First degree Heart block

If the PR interval is greater than 0.2s, then we call it first degree block. All the waves will still be present, there will just be a gap between the p wave and QRS complex. First degree heart block is not in itself very important it can be a sign of coronary artery disease, acute rheumatic carditis, digoxin toxicity or electrolyte disturbance.

Second degree Heart block

This is where there is an intermittent absence of QRS complexes and thus an indication that there is a blockage somewhere between the AV nodes and the ventricles.

There are three types of this: Mobitz type 2 phenomenon this is where there is a regular rhythm, and a fairly constant PR interval, but every now and again there is an absent QRS (pictured above). basically for every QRS, there are 2 or 3 p waves.

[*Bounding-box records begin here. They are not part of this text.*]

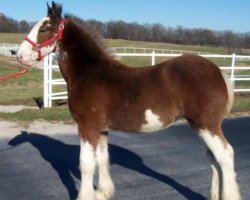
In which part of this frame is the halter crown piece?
[24,18,65,61]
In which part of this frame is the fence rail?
[44,52,250,108]
[0,43,20,56]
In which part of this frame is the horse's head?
[17,2,64,66]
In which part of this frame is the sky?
[0,0,250,33]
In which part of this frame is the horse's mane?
[64,13,110,54]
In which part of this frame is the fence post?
[152,51,155,65]
[43,56,49,108]
[48,53,53,108]
[231,53,235,89]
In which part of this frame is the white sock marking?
[78,140,95,200]
[199,130,241,200]
[96,136,115,200]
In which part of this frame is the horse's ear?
[47,1,62,19]
[47,2,53,17]
[52,1,62,18]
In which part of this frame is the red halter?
[24,18,65,61]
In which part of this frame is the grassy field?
[0,34,250,122]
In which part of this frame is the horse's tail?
[223,74,234,114]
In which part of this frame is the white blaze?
[17,17,52,65]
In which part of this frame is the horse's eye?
[39,29,46,33]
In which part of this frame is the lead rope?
[0,64,36,81]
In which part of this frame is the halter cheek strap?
[24,18,65,61]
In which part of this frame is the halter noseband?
[24,18,65,61]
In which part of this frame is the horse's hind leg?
[199,128,241,200]
[207,149,222,200]
[95,132,115,200]
[77,138,96,200]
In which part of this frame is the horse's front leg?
[95,132,115,200]
[77,129,96,200]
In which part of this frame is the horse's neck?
[58,22,111,83]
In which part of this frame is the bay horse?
[17,2,241,200]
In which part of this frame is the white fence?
[44,52,250,108]
[0,43,20,56]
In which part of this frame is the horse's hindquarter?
[108,66,180,132]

Wenckebach phenomenon (aka Mobitz type 1) progressive lengthening of the PR interval followed by an absence of the QRS, then a shortened PR interval and normal QRS, and the cycle begins again. The cycle is variable in length, and the R-R interval shortens with the lengthening of the PR interval

2:1 and 3:1 conduction there is one normal cycle, then one cycle with an absent QRS (2:1) or there is one normal cycle, then two cycles without a QRS (3:1) pictured below

Causes Acute MI Chronic heart disease (CHD) Mobitz type 2 and Weckenbech dont require and specific treatment X:1 block may require a pacemaker (temporary or permanent), especially if the ventricular rate is slow

Third degree Heart block complete heart block

This occurs when atrial contraction is normal, but no beats are conducted to the ventricles. The ventricles are still excited by their own internal ectopic pacemaker system! Thus the definition of complete heart block is: P wave ~90/min (more p waves than QRS complexes)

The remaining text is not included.